“Highbrow, lowbrow, chasing illusion, chasing death, the great white whale, white as polar bear, white as a white man, the emperor, the nemesis, the embodiment of evil. The demented captain who actually lost his leg years ago trying to attack Moby with a knife…”.
La voce di Bob Dylan scorre profonda e melodiosa, con un ritmo incalzante e cadenzato, con battiti precisi, come se stesse leggendo una poesia e non un discorso. La sua voce è così: è ritmo, è musica, è il vecchio schiavo fuori della capanna dello Zio Tom che intona il blues senza accompagnamento strumentale, è l’ebreo errante che legge i salmi nelle sinagoghe di tutto il mondo, è il soldato sudista lacero e sconfitto dopo la guerra civile, è Omero che recita l’Odissea, è il contadino hillbilly seduto tra le rovine della sua fattoria al tempo della grande depressione.
L’abbiamo sentita, la voce di Bob Dylan, cantare le sue canzoni, canzoni che spesso sono “raccontate” più che cantate. Questa è la sua voce, che canti o che parli. Una voce mistica, vecchia come è vecchio il mondo. Provate a metterci sotto una base ritmica elettronica, sentirete l’unico vero rapper al mondo che declama e non ferisce le orecchie andando fuori tempo. D’altro canto il primo brano autenticamente hip hop lo scrisse lui, un bianco del Minnesota, nel 1965, Subterranean Homesick Blues. La sua voce è rock’n’roll allo stato puro, ma è anche William Shakespeare che legge passi dell’Amleto ai suoi attori.

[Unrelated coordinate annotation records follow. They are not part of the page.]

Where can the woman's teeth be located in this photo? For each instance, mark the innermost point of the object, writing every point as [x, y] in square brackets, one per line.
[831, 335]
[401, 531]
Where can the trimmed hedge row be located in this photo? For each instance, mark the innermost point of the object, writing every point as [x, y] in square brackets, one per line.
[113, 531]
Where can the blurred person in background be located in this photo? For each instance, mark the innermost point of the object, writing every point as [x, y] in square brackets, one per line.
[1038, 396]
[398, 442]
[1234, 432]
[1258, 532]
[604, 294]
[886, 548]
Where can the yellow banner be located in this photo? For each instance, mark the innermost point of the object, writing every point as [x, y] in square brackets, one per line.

Qualcuno ha scritto che con l’agognata consegna dello speech, il discorso per l’Accademia del premio Nobel, “è finita l’avventura” che dal dicembre dello scorso anno ha regalato divertentissimi capitoli di snobismo culturale da parte di critici invidiosi o giornalisti incompetenti fermi al Festival di Sanremo. Si sono lette tante banalità e tante cattiverie, ma con Dylan è sempre stato così. O entri nel suo mondo accettando la sua sfida o ne resti fuori, ma senza commentare: “per vivere fuori della legge devi essere onesto”, il che significa non tenere il piede in due scarpe come facciamo tutti. Lui è sempre stato dall’altra parte.

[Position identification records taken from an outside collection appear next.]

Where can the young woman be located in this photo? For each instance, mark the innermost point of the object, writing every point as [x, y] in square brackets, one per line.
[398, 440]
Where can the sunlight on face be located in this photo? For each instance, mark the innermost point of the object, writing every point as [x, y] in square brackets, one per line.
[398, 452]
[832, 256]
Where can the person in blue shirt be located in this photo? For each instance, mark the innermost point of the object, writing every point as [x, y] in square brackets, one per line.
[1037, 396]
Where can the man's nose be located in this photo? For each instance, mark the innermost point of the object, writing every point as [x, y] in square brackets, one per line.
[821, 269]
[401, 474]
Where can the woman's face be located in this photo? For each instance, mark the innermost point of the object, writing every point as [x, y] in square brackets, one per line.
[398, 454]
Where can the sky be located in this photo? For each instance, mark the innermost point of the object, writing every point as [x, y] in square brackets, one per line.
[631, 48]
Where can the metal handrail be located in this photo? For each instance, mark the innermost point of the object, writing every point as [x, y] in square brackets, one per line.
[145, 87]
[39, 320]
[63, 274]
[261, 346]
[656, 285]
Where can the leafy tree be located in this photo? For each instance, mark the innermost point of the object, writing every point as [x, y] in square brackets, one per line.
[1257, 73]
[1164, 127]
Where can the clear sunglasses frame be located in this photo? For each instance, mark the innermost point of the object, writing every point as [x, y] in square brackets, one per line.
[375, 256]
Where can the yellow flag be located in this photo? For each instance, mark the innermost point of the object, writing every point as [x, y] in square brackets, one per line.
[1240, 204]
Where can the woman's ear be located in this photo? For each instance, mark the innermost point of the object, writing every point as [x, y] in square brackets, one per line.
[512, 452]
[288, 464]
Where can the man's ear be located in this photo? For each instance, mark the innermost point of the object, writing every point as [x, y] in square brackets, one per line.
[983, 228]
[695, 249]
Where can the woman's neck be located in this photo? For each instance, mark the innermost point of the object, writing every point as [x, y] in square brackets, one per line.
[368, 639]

Ha consegnato il discorso di laurea in letteratura senza andare alla cerimonia, ha intascato gli oltre 800mila euro previsti, sono finite le diatribe, pare. Ora tutto è compiuto. Ma nel modo migliore e più entusiasmante. Ci ha lasciato il suo epitaffio eterno, le parole da incidere sotto al suo personale Mount Rushmore quando se ne sarà andato, il senso di una vita spesa tutta alla ricerca della Bellezza (“un giorno sarà mia” profetizzò in una canzone, ma quel giorno, speriamo, sia ancora lontano). Il discorso doveva essere ovviamente letto, non bastava una lettera, e lui lo ha letto, registrandolo magari a casa sua con il delicatissimo accompagnamento di un pianoforte che incrocia accordi jazz e ci ha trasportati tutti al Cafè Trieste di San Francisco dove Allen Ginsberg e Jack Kerouac si scambiavano i microfoni leggendo i loro scritti accompagnati da musicisti jazz.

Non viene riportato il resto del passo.